Themes featured in this year's festival include female empowerment, the struggle for true democracy and the reality of displacement
Take One Action, the UK's leading social change film festival, is returning for its 11th edition this Autumn. The festival comes to Edinburgh and Glasgow on the 12–23 September and then heads to Aberdeen (16–18) and Inverness (23–25) in November. It brings with it an inspiring programme of 17 feature documentaries, and 24 short fiction, animation and documentary films – including two European and three UK premieres.
The festival's 2018 programme responds to some of the most crucial issues in our times and each screening is followed by a conversation that empowers participants to explore these issues and take action themselves.
One of the main focus' this year is female empowerment and as a result, 60% of the features are directed or co-directed by women. One of the films featured that encapsulates this theme is the European premiere of Time For Ilhan, which follows the first Somali refugee to be elected into the US House of Representatives.
Time for Ilhan Social movements and the fight for true democracy are also key themes this year with several titles exploring this subject. Kinshasa Makambo looks at two grassroots activists fighting for fair elections in the Democratic Republic of Congo.
Another central concern is migration and the reality of displacement. This theme is to be specifically explored in a short film programme presented alongside three community events with Kinning Park Complex, Maryhill Integration Network and the Refugee Community Kitchen.
Finally, at the festival's core is its fight against climate change, and these themes will be strongly represented in the programme. The opening film and UK premiere of Anote's Ark presents an imagined look at a Pacific island's fate, as rising ocean levels threaten the land and citizens face the possibility of becoming climate refugees.

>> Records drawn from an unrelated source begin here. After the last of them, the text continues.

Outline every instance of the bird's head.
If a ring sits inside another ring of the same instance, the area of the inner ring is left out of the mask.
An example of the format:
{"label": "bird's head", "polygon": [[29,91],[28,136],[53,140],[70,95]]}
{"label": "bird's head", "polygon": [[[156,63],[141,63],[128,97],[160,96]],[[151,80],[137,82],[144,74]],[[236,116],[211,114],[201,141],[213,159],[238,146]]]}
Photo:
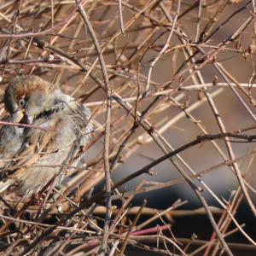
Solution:
{"label": "bird's head", "polygon": [[44,113],[50,112],[61,95],[57,85],[37,76],[19,76],[7,87],[3,101],[11,114],[22,112],[32,123]]}

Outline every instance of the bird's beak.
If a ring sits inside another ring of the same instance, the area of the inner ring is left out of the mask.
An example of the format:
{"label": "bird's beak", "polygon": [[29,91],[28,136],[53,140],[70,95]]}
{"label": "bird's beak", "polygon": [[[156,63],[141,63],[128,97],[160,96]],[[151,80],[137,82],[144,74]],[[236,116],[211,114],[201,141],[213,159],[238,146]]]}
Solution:
{"label": "bird's beak", "polygon": [[24,117],[24,112],[20,109],[18,109],[13,113],[13,122],[20,123]]}
{"label": "bird's beak", "polygon": [[26,115],[26,121],[29,125],[31,125],[33,122],[34,117],[33,116],[27,116]]}

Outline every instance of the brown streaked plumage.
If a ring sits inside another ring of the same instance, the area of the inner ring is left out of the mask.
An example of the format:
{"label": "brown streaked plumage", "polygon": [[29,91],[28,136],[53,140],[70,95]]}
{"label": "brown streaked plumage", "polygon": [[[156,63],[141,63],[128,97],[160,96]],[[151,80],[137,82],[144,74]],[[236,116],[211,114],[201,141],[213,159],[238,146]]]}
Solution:
{"label": "brown streaked plumage", "polygon": [[88,142],[90,112],[37,76],[15,79],[6,89],[4,103],[9,113],[23,111],[29,124],[42,128],[26,130],[16,155],[18,167],[0,183],[0,192],[15,186],[30,196],[59,175],[78,147]]}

Kinshasa Makambo Venues for the film festival include a variety of interesting and unique places like a boutique two-seater cinema in a Leith police box, community spaces and the cities' most iconic independent cinemas, Edinburgh Filmhouse and the GFT. Collaborations with community charities like Kinning Park Complex and Glasgow Women's Library are a welcome new feature this year.

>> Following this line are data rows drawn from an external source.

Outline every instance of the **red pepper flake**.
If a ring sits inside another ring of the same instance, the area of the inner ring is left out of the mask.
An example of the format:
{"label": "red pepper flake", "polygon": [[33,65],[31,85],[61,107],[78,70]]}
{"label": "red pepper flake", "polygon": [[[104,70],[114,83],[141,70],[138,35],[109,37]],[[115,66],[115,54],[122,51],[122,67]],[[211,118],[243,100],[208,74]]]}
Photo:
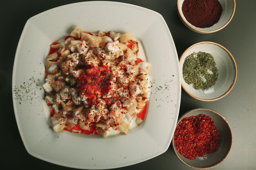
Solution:
{"label": "red pepper flake", "polygon": [[52,108],[51,110],[50,110],[50,117],[52,117],[53,116],[53,115],[54,114],[55,112],[55,111],[53,108]]}
{"label": "red pepper flake", "polygon": [[53,105],[53,104],[51,104],[50,103],[47,103],[47,106],[49,106],[49,106],[52,106],[52,105]]}
{"label": "red pepper flake", "polygon": [[139,63],[141,62],[144,62],[144,61],[142,60],[140,58],[137,58],[136,60],[135,60],[135,64],[138,65]]}
{"label": "red pepper flake", "polygon": [[219,140],[213,120],[203,114],[182,119],[176,128],[173,138],[177,151],[191,160],[215,152]]}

Executive Director of Take One Action, Tamara Van Strijthem, commented: 'Take One Action was set up in 2008 to bring people together, nurture conversations and empower audiences to be the change they want to see in the world – starting from Scotland. By providing access to crucial, moving stories from all over the globe as well as the information and tools to push for positive social change within their community and beyond, this festival harnesses the transformative power of film to foster a strong sense of connection.'
A film festival with a political slant, founded on the belief that 'cinematic experiences can inspire lasting change' and offering a series of talks and programmes showing how films can be used to empower communities on an international stage.